My weakness has always been clothes, but at this point in life I would like to quit focusing so much on what to wear. I mean honestly, I can work in my pjs most days. I am hoping to focus less on saving for a new outfit or new Louis in 2011. While part of me feels I work hard and deserve nice things the other feels like sometimes I'm wrapped up in stuff. My FIL recently said if you don't have family you don't have anything. Well he might have used a few more choice words, but that pretty much sums it up. I want to focus 2011 on building better relationships and enjoying precious time with family-especially the hubby.
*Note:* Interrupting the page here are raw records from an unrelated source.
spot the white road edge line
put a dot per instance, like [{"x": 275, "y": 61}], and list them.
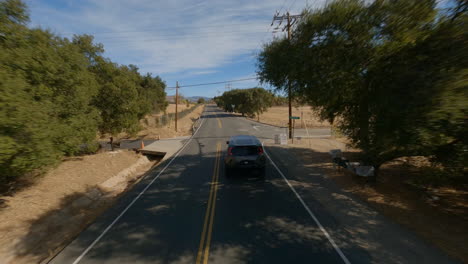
[
  {"x": 330, "y": 239},
  {"x": 134, "y": 200}
]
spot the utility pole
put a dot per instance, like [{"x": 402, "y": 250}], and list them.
[
  {"x": 290, "y": 21},
  {"x": 177, "y": 101}
]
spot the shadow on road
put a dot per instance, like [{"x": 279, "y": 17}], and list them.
[{"x": 256, "y": 221}]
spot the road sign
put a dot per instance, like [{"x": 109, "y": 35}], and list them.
[{"x": 281, "y": 139}]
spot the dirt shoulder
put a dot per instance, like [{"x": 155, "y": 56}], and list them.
[
  {"x": 278, "y": 116},
  {"x": 41, "y": 218},
  {"x": 439, "y": 215}
]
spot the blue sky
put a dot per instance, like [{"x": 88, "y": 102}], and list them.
[
  {"x": 187, "y": 41},
  {"x": 180, "y": 40}
]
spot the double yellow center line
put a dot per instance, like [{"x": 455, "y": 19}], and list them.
[{"x": 204, "y": 248}]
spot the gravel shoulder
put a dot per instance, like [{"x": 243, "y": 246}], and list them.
[{"x": 442, "y": 221}]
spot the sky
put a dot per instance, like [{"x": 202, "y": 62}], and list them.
[{"x": 189, "y": 41}]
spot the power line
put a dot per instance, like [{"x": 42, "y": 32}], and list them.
[
  {"x": 203, "y": 84},
  {"x": 176, "y": 34},
  {"x": 158, "y": 29}
]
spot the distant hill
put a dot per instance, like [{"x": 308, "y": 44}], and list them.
[
  {"x": 171, "y": 98},
  {"x": 195, "y": 98}
]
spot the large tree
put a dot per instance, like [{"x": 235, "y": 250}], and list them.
[{"x": 377, "y": 69}]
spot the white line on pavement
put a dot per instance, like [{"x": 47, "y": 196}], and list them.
[
  {"x": 335, "y": 246},
  {"x": 134, "y": 200}
]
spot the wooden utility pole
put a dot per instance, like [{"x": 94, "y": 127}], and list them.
[
  {"x": 289, "y": 81},
  {"x": 291, "y": 20},
  {"x": 177, "y": 102}
]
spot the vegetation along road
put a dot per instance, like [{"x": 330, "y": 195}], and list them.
[{"x": 187, "y": 211}]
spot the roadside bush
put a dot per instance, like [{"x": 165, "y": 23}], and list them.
[{"x": 57, "y": 94}]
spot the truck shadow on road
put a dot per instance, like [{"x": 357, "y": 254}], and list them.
[{"x": 256, "y": 221}]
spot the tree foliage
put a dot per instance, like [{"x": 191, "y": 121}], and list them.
[
  {"x": 56, "y": 94},
  {"x": 250, "y": 102},
  {"x": 392, "y": 74}
]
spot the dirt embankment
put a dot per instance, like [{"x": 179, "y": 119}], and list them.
[
  {"x": 439, "y": 215},
  {"x": 151, "y": 130},
  {"x": 39, "y": 218}
]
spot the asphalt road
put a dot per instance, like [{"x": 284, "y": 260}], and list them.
[{"x": 186, "y": 211}]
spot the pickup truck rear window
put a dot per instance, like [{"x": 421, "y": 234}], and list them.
[{"x": 244, "y": 150}]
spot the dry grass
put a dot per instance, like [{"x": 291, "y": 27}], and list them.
[
  {"x": 171, "y": 108},
  {"x": 278, "y": 116},
  {"x": 25, "y": 214},
  {"x": 443, "y": 221}
]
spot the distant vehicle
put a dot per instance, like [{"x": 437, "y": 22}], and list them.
[{"x": 244, "y": 153}]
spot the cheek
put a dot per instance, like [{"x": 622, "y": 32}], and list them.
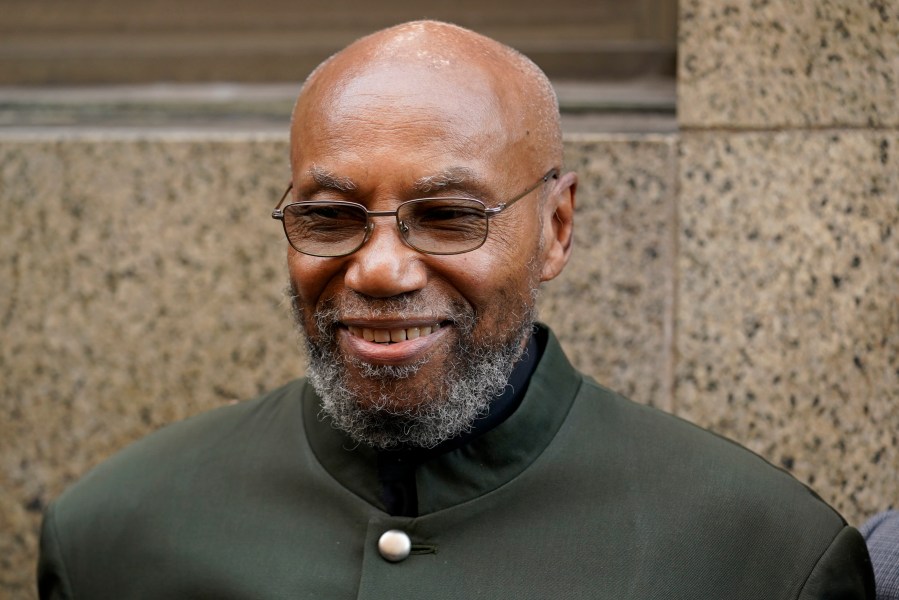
[{"x": 309, "y": 277}]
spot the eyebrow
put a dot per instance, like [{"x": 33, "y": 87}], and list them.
[{"x": 327, "y": 180}]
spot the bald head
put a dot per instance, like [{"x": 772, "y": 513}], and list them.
[{"x": 490, "y": 96}]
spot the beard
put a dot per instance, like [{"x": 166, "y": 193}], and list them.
[{"x": 385, "y": 408}]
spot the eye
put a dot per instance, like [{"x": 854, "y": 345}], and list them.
[
  {"x": 315, "y": 219},
  {"x": 453, "y": 212}
]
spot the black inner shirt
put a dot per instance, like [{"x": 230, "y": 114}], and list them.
[{"x": 396, "y": 468}]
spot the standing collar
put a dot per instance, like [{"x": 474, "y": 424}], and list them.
[{"x": 496, "y": 451}]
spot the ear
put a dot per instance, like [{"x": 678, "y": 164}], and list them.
[{"x": 558, "y": 226}]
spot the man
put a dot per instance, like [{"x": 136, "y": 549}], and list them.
[
  {"x": 442, "y": 445},
  {"x": 881, "y": 533}
]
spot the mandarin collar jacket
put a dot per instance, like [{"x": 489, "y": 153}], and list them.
[{"x": 578, "y": 494}]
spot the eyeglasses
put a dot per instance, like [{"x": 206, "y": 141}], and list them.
[{"x": 330, "y": 228}]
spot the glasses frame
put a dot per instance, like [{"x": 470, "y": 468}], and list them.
[{"x": 489, "y": 212}]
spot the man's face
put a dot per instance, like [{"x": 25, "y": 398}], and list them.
[{"x": 397, "y": 330}]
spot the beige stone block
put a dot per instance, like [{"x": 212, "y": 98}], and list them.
[
  {"x": 141, "y": 282},
  {"x": 611, "y": 307},
  {"x": 761, "y": 64},
  {"x": 788, "y": 307}
]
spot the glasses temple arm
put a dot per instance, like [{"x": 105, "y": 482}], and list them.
[
  {"x": 276, "y": 213},
  {"x": 551, "y": 174}
]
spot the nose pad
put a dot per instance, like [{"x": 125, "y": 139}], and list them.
[{"x": 385, "y": 266}]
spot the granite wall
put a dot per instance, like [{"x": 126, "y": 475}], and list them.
[
  {"x": 787, "y": 318},
  {"x": 743, "y": 273}
]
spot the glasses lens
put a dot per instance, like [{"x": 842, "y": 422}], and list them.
[
  {"x": 323, "y": 228},
  {"x": 443, "y": 225}
]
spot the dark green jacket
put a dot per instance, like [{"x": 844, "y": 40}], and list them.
[{"x": 579, "y": 494}]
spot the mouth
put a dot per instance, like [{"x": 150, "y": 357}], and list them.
[{"x": 392, "y": 335}]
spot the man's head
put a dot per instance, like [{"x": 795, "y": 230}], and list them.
[{"x": 425, "y": 109}]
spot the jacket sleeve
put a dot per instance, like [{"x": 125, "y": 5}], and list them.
[
  {"x": 843, "y": 572},
  {"x": 52, "y": 582}
]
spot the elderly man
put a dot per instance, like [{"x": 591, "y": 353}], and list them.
[{"x": 441, "y": 446}]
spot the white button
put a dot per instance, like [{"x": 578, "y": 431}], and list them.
[{"x": 394, "y": 545}]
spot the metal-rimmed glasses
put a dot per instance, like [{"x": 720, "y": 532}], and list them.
[{"x": 441, "y": 225}]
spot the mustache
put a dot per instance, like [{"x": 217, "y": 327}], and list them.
[{"x": 330, "y": 312}]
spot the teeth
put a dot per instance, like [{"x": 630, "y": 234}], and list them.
[{"x": 383, "y": 336}]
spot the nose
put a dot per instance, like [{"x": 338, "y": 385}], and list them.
[{"x": 385, "y": 266}]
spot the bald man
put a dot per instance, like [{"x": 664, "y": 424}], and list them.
[{"x": 441, "y": 445}]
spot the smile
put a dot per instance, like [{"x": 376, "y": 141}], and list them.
[{"x": 392, "y": 335}]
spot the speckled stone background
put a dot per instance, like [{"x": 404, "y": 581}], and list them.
[
  {"x": 142, "y": 282},
  {"x": 787, "y": 318},
  {"x": 788, "y": 63}
]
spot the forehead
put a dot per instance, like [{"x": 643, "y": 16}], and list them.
[{"x": 412, "y": 112}]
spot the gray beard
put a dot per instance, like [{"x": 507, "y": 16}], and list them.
[{"x": 475, "y": 375}]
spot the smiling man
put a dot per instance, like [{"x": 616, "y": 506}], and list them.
[{"x": 441, "y": 446}]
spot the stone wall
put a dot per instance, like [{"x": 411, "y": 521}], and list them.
[
  {"x": 787, "y": 319},
  {"x": 742, "y": 273}
]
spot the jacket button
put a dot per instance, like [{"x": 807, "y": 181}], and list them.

Having a baby definitely has changed our relationship and I'm hoping we can find more time for each other this year.
I am hoping to take it easy this year and not stress so much...my baby is happy and healthy, my loved ones are doing well, and I have so much love in my life I have nothing to complain about. I hope 2011 is your best year yet, I have a feeling it will be mine ;)
2010 was a great year- The year our darling Carsyn was born, the year she turned our simple, boring lifestyle upside down, the year my MIL & FIL rebuilt their home- we grieved in their loss, but on December 31 we rang in the new year with hope restored in their beautiful new home.
The year my adorable baby nephew grew into a rambunctious toddler. The year my relationship with my sister and my SIL grew leaps and bounds as now these women are not only my best friends but ladies who I'm proud to say I'm related to. Ladies who show me what compassion and friendship really mean. Ladies who are wonderful people, wonderful daughters, wonderful wives.
The year I truly gained respect for my mother and came to appreciate all of the late nights, messy diapers, feeding and nurturing she surely endured the same as I have. The year I looked at my father in a whole new way. I am so appreciative of the sacrifices he makes so I can spend time at home with my child.
The year my husband and better half became the best father I know. I am hoping to be a better wife in 2011.
Speaking of 2011 I have thought a lot about my resolutions and hope to share them with you soon. I am so sorry I have not been commenting on all of your blogs-I have read all of them and have enjoyed reading your reflections of 2010 and your goals for 2011.